As the New Year approaches, what are some things you did this year that:
a) you'd like to continue and, perhaps, improve upon,
b) you hope you never do voluntary or forced again and
c) you'd like to change in your art?


----------



## Drac (Dec 22, 2005)

OnlyAnEgg said:
			
		

> As the New Year approaches, what are some things you did this year that:
> a) you'd like to continue


 
a.Attend as many seminar as schools as I can afford



> you hope you never do voluntary or forced again


 a. Work an 18 hr shift.



> you'd like to change in your art?


 
a. Nothing...


----------



## jujutsu_indonesia (Dec 22, 2005)

OnlyAnEgg said:
			
		

> As the New Year approaches, what are some things you did this year that:
> a) you'd like to continue and, perhaps, improve upon,
> b) you hope you never do voluntary or forced again and
> c) you'd like to change in your art?


 
a. training in wado-ryu. This is one wonderful art
b. working overtime on sundays. it sux 
c. learn some grappling. I always lost sparring matches to bjj guys.


----------



## Navarre (Dec 22, 2005)

OnlyAnEgg said:
			
		

> As the New Year approaches, what are some things you did this year that:
> a) you'd like to continue and, perhaps, improve upon,


 
my level of physical conditioning



			
				OnlyAnEgg said:
			
		

> b) you hope you never do voluntary or forced again


 
I'm good with everything



			
				OnlyAnEgg said:
			
		

> and
> c) you'd like to change in your art?


 
Revise the approach to The Basics of Seiei Kan but I don't have the authority to do that.


----------



## tshadowchaser (Dec 22, 2005)

I would like to continue to xpose the art I am in to more of the wols inthe next year

I hope my plant foot never comes out from under me again while in a sparring session and if it dose my chin stays on my chest ( the floor can't take too many dings from my head beor it breaks)

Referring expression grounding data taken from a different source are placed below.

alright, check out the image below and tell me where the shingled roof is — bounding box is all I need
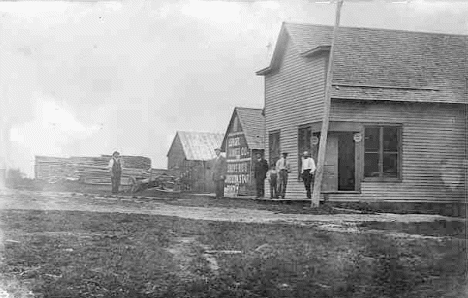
[258,22,468,104]
[170,131,224,161]
[221,107,265,150]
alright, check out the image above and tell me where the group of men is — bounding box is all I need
[108,148,316,201]
[209,147,317,200]
[254,151,316,199]
[107,148,229,197]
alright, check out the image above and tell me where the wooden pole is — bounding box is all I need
[311,0,344,207]
[464,79,467,231]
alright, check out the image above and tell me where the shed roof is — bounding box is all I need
[172,131,224,161]
[258,22,468,104]
[221,107,265,150]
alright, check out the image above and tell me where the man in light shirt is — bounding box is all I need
[275,152,291,199]
[301,151,316,200]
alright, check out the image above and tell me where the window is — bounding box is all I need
[269,131,280,167]
[364,125,401,180]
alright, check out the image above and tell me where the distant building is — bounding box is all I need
[167,131,224,193]
[256,22,467,214]
[221,107,265,196]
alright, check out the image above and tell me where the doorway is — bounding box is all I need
[337,132,355,191]
[321,132,356,192]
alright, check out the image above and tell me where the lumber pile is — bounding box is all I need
[35,156,77,182]
[35,155,164,186]
[101,155,151,169]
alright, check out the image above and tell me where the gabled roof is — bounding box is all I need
[257,22,468,104]
[168,131,224,161]
[221,107,265,151]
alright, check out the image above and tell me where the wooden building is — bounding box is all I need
[167,131,224,193]
[256,23,467,211]
[221,107,265,196]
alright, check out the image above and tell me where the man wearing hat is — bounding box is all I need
[253,152,269,198]
[108,151,123,194]
[212,148,227,199]
[301,151,316,200]
[275,152,291,199]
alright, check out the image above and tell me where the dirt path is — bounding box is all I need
[0,189,463,225]
[0,189,464,297]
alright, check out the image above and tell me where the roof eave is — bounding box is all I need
[301,45,331,57]
[256,67,272,76]
[255,23,288,77]
[220,109,238,151]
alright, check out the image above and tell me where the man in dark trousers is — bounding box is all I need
[254,152,269,198]
[301,151,316,200]
[212,148,227,199]
[108,151,123,194]
[275,152,291,199]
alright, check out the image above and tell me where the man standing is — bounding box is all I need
[253,152,269,198]
[108,151,122,194]
[275,152,291,199]
[301,151,316,200]
[212,148,227,199]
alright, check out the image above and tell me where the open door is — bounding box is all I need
[337,132,356,191]
[322,135,339,192]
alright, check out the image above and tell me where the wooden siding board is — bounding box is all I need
[330,100,465,202]
[264,38,327,199]
[263,32,465,203]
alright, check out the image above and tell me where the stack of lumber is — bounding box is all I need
[151,168,170,176]
[101,155,151,169]
[35,155,156,186]
[35,156,77,182]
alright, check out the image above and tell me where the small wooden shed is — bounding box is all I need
[221,107,265,196]
[167,131,224,193]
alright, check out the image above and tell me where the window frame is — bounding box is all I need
[363,124,402,182]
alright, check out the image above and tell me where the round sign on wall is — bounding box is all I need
[353,133,362,142]
[311,136,319,145]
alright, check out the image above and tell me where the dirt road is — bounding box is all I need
[0,189,462,225]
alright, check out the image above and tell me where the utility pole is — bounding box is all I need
[311,0,344,207]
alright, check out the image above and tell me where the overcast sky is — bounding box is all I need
[0,0,467,176]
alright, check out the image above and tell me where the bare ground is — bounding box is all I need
[0,189,463,228]
[0,189,465,298]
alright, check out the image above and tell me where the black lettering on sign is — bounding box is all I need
[228,148,241,157]
[228,137,241,147]
[225,184,239,195]
[227,161,250,173]
[240,147,249,157]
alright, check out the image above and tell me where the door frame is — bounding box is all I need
[310,121,363,193]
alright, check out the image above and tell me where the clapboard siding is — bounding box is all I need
[260,23,467,204]
[327,99,465,203]
[264,35,327,198]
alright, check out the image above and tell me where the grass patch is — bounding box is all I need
[359,220,467,239]
[0,210,465,297]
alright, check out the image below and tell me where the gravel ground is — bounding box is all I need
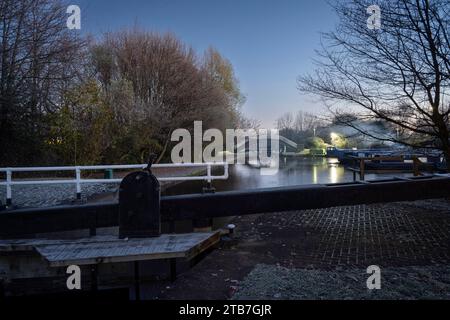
[233,264,450,300]
[0,183,120,208]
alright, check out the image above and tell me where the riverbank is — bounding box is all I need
[154,198,450,300]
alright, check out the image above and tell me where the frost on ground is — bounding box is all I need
[233,264,450,300]
[0,183,119,208]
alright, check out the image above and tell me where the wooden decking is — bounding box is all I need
[0,232,220,267]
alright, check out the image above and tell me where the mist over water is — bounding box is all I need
[163,157,409,195]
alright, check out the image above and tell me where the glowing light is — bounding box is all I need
[330,165,338,184]
[312,166,318,184]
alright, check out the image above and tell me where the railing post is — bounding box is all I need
[202,164,215,193]
[104,169,114,179]
[195,164,215,232]
[75,167,82,200]
[413,157,421,176]
[6,169,12,206]
[359,158,365,181]
[207,164,212,183]
[224,162,229,179]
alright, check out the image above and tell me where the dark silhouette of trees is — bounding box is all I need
[0,0,83,165]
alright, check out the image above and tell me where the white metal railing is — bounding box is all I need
[0,162,229,205]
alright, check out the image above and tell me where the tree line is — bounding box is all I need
[0,0,247,166]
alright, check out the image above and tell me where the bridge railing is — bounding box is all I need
[0,162,229,205]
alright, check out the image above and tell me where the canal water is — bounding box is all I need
[163,157,409,196]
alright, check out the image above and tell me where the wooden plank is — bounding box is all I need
[185,231,221,260]
[0,236,123,252]
[393,176,413,181]
[345,167,416,174]
[33,232,220,267]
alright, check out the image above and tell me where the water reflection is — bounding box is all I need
[329,164,339,184]
[164,157,407,196]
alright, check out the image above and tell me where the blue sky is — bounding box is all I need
[76,0,338,128]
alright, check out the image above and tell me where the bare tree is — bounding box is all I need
[92,29,238,162]
[201,46,244,131]
[276,112,294,130]
[298,0,450,169]
[294,111,305,132]
[237,112,261,130]
[294,111,324,132]
[278,110,324,132]
[0,0,83,165]
[202,46,245,111]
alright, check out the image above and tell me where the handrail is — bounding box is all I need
[347,156,422,181]
[0,162,229,205]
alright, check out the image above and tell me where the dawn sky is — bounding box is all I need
[76,0,339,128]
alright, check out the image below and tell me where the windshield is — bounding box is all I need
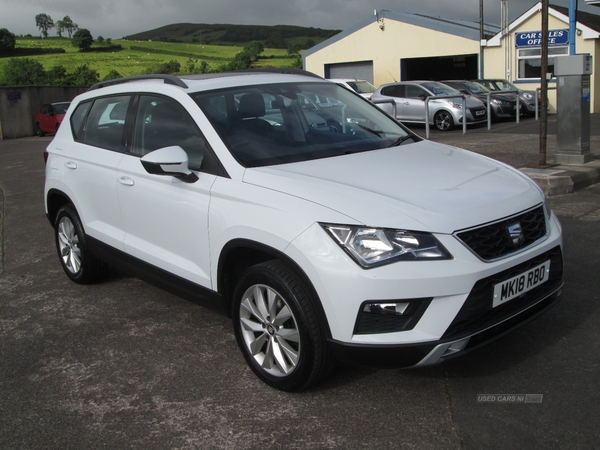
[461,81,487,94]
[495,80,518,91]
[421,82,461,97]
[54,103,70,114]
[347,80,376,94]
[192,82,413,167]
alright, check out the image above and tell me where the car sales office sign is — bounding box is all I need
[515,29,569,47]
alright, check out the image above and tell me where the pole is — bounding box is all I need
[480,0,484,78]
[540,0,549,165]
[569,0,578,55]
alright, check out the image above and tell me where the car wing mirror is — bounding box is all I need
[140,146,198,183]
[418,95,427,101]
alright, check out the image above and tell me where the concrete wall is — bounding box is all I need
[0,86,86,139]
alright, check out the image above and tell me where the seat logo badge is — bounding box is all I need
[508,223,524,246]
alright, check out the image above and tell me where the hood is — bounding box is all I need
[242,140,543,234]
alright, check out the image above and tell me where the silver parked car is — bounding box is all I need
[371,81,487,131]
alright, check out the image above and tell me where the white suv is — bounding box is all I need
[44,71,563,391]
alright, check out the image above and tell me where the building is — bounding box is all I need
[303,2,600,113]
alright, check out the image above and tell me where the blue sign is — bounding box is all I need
[515,29,569,47]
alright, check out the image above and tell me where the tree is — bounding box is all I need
[287,43,301,56]
[102,70,122,82]
[243,41,264,62]
[72,29,93,51]
[2,58,47,85]
[46,65,69,85]
[64,64,99,86]
[35,13,54,38]
[56,16,78,39]
[0,28,16,53]
[158,60,181,74]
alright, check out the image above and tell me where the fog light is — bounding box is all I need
[363,302,410,315]
[354,298,432,335]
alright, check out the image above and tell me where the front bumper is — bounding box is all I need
[328,246,563,368]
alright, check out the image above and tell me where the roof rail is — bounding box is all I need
[87,74,188,91]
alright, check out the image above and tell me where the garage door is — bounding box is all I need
[326,61,374,84]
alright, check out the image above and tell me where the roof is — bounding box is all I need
[303,10,499,60]
[551,4,600,32]
[486,2,600,46]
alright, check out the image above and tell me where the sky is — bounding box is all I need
[1,0,599,39]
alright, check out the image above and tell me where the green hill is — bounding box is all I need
[123,23,340,48]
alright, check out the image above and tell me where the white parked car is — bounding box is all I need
[44,70,563,391]
[329,78,377,100]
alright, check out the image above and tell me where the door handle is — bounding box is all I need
[118,176,135,186]
[65,162,77,169]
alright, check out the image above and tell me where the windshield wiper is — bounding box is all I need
[388,135,417,147]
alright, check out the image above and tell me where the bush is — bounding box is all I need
[1,58,47,85]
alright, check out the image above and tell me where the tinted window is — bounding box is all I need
[381,85,405,97]
[82,95,131,151]
[405,85,427,98]
[132,95,208,170]
[70,100,92,141]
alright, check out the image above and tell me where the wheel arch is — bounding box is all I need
[217,238,332,339]
[46,189,75,227]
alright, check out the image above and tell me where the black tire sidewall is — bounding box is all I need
[232,261,322,391]
[54,205,96,284]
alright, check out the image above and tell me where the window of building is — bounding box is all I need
[517,46,569,80]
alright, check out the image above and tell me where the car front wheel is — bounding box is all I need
[232,261,334,391]
[434,110,455,131]
[54,205,107,284]
[36,123,46,137]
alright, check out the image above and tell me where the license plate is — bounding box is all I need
[492,261,551,308]
[476,110,485,116]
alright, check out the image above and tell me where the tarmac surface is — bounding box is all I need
[1,117,600,449]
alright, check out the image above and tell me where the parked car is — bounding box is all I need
[441,80,518,121]
[44,71,563,391]
[474,79,538,116]
[35,102,70,136]
[329,78,377,100]
[371,81,487,131]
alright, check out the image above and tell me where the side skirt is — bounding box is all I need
[87,236,228,316]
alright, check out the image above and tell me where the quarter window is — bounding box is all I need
[82,95,131,151]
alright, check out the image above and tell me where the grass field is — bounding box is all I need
[1,38,300,79]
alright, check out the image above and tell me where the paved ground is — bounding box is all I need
[1,120,599,449]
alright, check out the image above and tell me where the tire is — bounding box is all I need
[434,110,455,131]
[232,261,335,391]
[36,123,46,137]
[54,205,107,284]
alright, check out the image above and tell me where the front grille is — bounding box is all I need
[455,205,547,261]
[442,246,563,341]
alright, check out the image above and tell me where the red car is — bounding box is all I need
[35,102,70,136]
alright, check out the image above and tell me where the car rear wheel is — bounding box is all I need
[434,110,455,131]
[232,261,335,391]
[54,205,107,284]
[36,123,46,137]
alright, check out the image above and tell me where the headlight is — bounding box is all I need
[522,92,533,99]
[447,101,463,109]
[321,224,452,268]
[491,98,508,106]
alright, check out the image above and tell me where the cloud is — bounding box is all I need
[1,0,598,39]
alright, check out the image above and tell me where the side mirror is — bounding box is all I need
[140,146,198,183]
[418,95,427,101]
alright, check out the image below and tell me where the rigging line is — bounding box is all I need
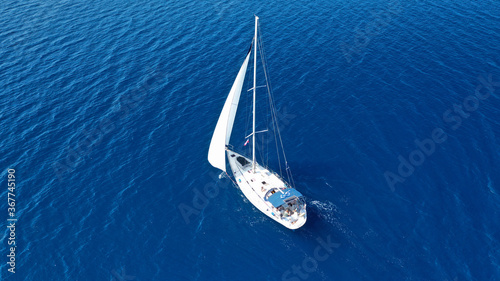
[225,171,239,188]
[258,134,264,167]
[247,85,267,91]
[258,23,295,187]
[254,23,270,169]
[268,93,283,176]
[257,26,283,177]
[261,72,283,177]
[265,111,269,166]
[258,26,296,187]
[260,63,282,174]
[254,43,266,167]
[264,125,268,169]
[244,49,253,149]
[262,33,270,169]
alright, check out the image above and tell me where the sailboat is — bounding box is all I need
[208,16,307,229]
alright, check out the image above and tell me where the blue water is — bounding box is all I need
[1,0,500,280]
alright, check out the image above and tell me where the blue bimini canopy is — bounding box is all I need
[268,188,303,208]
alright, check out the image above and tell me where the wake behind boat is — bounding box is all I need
[208,16,306,229]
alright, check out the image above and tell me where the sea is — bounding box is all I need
[1,0,499,280]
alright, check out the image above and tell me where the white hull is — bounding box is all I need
[227,150,307,229]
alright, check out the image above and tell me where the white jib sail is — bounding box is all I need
[208,51,251,172]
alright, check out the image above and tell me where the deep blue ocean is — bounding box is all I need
[1,0,500,280]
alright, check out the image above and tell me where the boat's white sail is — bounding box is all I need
[208,51,251,172]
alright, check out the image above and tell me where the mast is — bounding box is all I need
[252,15,258,172]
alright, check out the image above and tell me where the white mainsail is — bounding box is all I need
[208,51,251,172]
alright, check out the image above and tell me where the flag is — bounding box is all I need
[244,139,250,146]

I wish all people that claim to practice and teach my art would be a little more friendly with each other and stop all the political BS


----------



## OnlyAnEgg (Dec 27, 2005)

OnlyAnEgg said:
			
		

> As the New Year approaches, what are some things you did this year that:
> a) you'd like to continue and, perhaps, improve upon,


Being peaceful and minimizing stress



			
				OnlyAnEgg said:
			
		

> b) you hope you never do voluntary or forced again


Drink


			
				OnlyAnEgg said:
			
		

> and
> c) you'd like to change in your art?


If I could, I'd slightly shift the focus from competition over toward the art, itself a bit.


----------



## terryl965 (Dec 27, 2005)

Dieting and losing the extra pounds forever

Get into a agrument over the Arts

That everybody could just get along

Terry


----------